A triumph of research, clip choices and editing, the documentary combines two threads, the biographic and the historic, involving thirty years of film and television, from the 50s to the 80s.     Utilizing archival materials, including family photos and memorabilia found on E-Bay, and well chosen talking heads, ranging from family, friends and experts, the director – who also wrote and produced the documentary – structures the story in  Kane narrative around a mystery: who was Susan Oliver? (I asked some friends, very knowledgeable about American popular culture, and they couldn’t quite place her.  They did recall the sexy Green Girl of the title, the character Vina in a two-part episode of the first season of Star Trek (1966-69).  

The audience builds an image of this classy blue-eyed blonde, with a raspy voice, by combining multiple perspectives, all of them with something interesting to comment.   Each case is nicely – and sometimes very cleverly – illustrated by a myriad film and TV clips – from Butterfield 8 (1960) and The Disorderly Orderly (1964) to series everybody my age watched in American television growing up.  

The ‘Rosebud’ of this film is a poignant line from a friend: “She was a square that did not fit into the circle”. The wisely placed emotional climax of the film is the actress’ last phone message, a tacit and elegant farewell to life, acknowledging its joys and sorrows.  (I may not have been the only one wiping off  a tear …)

The Green Girl is also a case study on how to handle a film biography, sifting through massive materials – in this case 80 hours of television series, some better preserved than others – and looking for thematic tie-ins. Even though there is no narrator, the way the film has been edited allows for a clear understanding of Oliver’s life and times, with the best lines from the interviewees pushing the story forward.  Editor Amy Glickman Brown, a graduate from the Tisch School of the Arts, should take all the credit, the director noted in the Q&A after the film, shown in the Royal Laemmle, West Los Angeles, on Saturday March 15.  She handled vast materials, with various sound and visual quality issues, creatively and in a mere ten-week period.  The music is by Lyle Workman, an accomplished musician and a relative of Susan Oliver; it showcases the dramatic essence of the story, that of an actress born ten years too late – she arrives in Hollywood when the studio system is collapsing – or ten years too early – before women started to be more visible behind the camera.

George Pappy, who financed The Green Girl with Kickstarter and Indigogo campaigns, joins the ranks of directors/producers who become their own distributors in the digital age. He plans to attend the market at the Canadian International Documentary Festival next month in Toronto, and is working on a VOD release by the summer. 

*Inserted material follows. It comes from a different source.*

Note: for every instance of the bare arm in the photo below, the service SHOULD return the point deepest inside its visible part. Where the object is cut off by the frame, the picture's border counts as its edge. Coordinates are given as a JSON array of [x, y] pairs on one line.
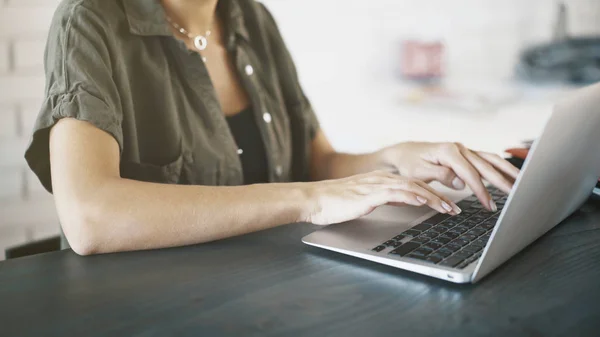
[[102, 212], [326, 163], [452, 164]]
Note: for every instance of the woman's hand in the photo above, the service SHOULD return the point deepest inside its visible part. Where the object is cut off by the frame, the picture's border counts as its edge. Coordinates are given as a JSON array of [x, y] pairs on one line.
[[453, 165], [335, 201]]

In the cyber world, the way to know more about this film is by clicking on the following links:        http://www.thegreengirlmovie.com/


Someone in HBO documentaries should be paying attention to a work that could smartly complement their recent showing of Love, Marilyn, a well-known story unconventionally told by Liz Garbus.



1 comment:

  1. Susan Oliver was a beautiful, talented and classy woman who deserves to be better known. It's good to see her getting the recognition she deserves.